Nearly 150 years after the end of the US civil war, the South and the federal government are poised for a rematch over the voting rights of black Americans, and ultimately over the fundamental rights of all Americans. Once again, the former Confederate states are determined to defend their traditions and way of life, while the Union forces in the North – the federal government – are positioning themselves to defend justice and equality. But this time, in an ironic twist, two black men – President Barack Obama and Attorney General Eric Holder – are leading the charge. In the 1860s, the fight between the North and the South was about slavery and the right of the Confederate states to maintain a dreaded institution that kept people of African descent in bondage. Unprecedented carnage resulted. A century later – in light of the 1954 US supreme court decision in Brown v Board of Education of Topeka, which ended racial segregation in public schools – the South struggled to maintain a Jim Crow system that kept black people legally and politically impotent, all in the name of states’ rights.

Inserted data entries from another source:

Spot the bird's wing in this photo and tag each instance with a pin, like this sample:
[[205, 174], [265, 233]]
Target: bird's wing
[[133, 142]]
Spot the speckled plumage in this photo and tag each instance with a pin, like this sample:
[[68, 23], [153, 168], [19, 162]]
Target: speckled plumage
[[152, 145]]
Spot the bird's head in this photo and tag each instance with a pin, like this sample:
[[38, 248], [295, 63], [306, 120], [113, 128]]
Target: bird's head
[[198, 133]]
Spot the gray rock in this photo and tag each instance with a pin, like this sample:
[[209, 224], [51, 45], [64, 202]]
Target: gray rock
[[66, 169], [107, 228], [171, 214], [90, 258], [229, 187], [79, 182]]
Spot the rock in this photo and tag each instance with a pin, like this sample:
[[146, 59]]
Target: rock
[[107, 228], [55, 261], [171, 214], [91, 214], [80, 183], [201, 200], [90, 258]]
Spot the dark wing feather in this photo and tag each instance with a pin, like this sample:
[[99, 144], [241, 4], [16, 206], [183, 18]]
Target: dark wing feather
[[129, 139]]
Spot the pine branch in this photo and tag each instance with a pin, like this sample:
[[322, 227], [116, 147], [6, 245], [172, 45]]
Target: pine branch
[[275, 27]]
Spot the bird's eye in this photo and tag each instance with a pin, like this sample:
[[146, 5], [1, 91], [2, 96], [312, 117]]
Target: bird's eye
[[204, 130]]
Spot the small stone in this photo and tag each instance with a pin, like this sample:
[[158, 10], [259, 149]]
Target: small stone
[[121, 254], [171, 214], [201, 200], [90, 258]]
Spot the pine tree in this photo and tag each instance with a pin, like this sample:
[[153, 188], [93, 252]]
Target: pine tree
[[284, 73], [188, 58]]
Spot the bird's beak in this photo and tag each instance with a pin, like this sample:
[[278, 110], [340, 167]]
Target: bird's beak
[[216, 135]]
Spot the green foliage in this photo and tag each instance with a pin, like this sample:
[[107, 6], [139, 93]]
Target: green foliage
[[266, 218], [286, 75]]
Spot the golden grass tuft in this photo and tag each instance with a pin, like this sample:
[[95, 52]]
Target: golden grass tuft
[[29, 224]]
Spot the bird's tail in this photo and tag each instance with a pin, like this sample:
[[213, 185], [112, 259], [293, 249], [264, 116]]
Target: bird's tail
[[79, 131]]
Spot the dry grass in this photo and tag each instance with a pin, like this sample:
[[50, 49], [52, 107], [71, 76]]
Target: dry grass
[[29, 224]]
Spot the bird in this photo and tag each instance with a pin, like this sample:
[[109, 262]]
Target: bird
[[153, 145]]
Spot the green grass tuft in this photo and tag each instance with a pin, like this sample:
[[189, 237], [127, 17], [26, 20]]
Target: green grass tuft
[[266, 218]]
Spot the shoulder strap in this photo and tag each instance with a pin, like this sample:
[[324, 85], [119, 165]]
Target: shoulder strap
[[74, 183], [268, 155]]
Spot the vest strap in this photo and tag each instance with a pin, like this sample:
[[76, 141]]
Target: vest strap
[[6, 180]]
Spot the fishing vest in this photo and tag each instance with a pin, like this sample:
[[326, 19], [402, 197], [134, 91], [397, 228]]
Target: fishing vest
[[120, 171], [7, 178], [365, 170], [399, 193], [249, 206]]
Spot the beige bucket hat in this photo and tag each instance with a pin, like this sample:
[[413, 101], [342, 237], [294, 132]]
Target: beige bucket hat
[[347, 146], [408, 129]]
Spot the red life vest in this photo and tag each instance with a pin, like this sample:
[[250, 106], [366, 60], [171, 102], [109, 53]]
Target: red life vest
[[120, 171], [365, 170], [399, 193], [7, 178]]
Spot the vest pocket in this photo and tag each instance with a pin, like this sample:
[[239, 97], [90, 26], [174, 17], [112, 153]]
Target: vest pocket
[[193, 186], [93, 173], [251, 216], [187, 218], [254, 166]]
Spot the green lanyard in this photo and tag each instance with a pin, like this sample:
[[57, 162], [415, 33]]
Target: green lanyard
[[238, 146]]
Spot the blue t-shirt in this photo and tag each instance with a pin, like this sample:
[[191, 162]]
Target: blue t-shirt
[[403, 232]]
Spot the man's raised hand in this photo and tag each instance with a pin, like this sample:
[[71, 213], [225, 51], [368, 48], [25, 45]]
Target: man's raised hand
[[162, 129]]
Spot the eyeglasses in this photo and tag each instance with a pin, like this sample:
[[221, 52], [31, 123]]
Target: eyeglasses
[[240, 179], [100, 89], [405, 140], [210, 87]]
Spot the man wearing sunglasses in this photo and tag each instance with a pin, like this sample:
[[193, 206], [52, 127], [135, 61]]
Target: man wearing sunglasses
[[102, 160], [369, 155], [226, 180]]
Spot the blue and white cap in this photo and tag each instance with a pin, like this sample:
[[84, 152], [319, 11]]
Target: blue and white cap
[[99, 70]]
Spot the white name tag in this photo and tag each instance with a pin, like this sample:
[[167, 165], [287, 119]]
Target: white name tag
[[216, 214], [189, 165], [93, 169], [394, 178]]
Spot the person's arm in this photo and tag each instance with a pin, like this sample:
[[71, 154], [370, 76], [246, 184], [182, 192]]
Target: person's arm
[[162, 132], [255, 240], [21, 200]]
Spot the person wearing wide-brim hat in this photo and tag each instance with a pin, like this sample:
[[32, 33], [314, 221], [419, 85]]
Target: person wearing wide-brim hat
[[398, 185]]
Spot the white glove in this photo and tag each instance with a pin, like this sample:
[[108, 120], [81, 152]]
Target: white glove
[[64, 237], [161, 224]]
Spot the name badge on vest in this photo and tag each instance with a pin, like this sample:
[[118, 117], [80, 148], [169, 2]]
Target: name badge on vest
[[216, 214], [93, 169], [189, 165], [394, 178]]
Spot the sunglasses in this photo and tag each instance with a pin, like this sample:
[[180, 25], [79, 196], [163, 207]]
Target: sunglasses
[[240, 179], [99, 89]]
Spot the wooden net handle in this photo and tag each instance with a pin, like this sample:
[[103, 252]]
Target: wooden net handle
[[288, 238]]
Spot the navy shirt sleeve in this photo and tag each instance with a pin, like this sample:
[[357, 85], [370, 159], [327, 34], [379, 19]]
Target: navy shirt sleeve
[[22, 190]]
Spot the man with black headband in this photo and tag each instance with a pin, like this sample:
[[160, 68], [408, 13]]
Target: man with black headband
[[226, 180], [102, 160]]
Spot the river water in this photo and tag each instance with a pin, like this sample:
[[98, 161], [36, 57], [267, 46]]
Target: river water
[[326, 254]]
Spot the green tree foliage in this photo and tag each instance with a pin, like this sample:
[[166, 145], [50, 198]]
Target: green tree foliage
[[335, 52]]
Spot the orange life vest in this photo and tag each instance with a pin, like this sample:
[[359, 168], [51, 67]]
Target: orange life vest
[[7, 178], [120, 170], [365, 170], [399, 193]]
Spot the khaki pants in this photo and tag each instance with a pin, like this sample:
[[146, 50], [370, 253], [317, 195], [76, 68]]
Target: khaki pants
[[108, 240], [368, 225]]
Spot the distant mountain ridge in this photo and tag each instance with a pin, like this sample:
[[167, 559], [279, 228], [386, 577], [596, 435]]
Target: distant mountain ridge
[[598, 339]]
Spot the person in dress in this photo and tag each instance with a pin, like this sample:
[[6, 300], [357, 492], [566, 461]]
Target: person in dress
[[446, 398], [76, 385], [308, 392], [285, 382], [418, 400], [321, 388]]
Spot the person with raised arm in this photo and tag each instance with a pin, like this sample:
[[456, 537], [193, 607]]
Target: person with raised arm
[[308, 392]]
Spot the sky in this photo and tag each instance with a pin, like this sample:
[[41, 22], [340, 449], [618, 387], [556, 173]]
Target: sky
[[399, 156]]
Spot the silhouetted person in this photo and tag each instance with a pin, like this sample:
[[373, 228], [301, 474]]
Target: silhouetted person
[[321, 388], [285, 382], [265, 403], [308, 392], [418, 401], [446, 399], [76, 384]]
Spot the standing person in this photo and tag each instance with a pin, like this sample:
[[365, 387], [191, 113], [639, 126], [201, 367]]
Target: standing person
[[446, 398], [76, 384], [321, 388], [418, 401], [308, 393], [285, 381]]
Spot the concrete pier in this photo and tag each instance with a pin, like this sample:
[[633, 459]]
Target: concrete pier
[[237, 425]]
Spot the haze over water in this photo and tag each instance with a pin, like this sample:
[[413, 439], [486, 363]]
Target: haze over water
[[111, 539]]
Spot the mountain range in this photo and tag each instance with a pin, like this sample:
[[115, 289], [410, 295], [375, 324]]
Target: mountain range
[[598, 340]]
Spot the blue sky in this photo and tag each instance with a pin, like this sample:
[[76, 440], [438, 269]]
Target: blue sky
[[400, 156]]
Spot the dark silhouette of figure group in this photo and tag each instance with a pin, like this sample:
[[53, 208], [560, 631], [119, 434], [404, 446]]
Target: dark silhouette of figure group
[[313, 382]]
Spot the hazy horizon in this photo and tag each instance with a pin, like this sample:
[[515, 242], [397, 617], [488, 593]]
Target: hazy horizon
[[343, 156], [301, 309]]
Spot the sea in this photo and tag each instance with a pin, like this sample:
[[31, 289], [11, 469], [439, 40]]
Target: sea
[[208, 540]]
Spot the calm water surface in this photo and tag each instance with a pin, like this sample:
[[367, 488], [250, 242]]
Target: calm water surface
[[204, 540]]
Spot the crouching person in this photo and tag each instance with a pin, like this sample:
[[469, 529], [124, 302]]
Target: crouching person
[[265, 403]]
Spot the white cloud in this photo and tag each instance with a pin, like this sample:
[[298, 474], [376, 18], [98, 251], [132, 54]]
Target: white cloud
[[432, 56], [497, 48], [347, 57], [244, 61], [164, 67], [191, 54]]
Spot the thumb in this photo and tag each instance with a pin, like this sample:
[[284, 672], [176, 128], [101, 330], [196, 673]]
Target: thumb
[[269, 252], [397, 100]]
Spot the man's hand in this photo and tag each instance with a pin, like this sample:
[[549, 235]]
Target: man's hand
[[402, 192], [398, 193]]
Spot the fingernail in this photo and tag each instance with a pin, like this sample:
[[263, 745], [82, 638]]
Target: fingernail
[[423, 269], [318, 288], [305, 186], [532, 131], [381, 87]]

Two hallmarks of the civil rights movement are the Civil Rights Act of 1964 and Voting Rights Act of 1965. Passed by Congress and signed into law by President Lyndon Johnson, the legislative victories were achieved only through the blood of civil rights workers, both black and white, who were beaten, sprayed with fire hoses, shot, firebombed, bitten by police dogs and lynched.
The purpose of the Voting Rights Act was to apply a nationwide ban against discriminatory election practices such as literacy tests. The existing anti-discrimination laws, Congress concluded, were insufficient to overcome the Southern states’ resistance to the Fifteenth Amendment.
In June 2013, the nation’s high court cut the voting law at its knees in Shelby County v Holder when it eviscerated the key component of the act – the section 4 preclearance requirement – which determined which states must receive approval from a federal court or the Justice Department before making changes to their voting procedures. The act applied to nine states – Alabama, Alaska, Arizona, Georgia, Louisiana, Mississippi, South Carolina, Texas and Virginia – and various other localities and counties across the country.
In the second decade of the 21st century, the latest battle centers around southern states with a history of voting rights violations, and currently exhibit the most anti-black, racist sentiment. These states want to employ restrictive and racially discriminatory voter suppression methods such as voter ID. This time, the Republican party has replaced the Dixiecrats as the party of white supremacy and the old Confederacy, of racial discrimination and voter suppression. And Holder has decided to make an example of Texas, firing the first shot at the Lone Star state.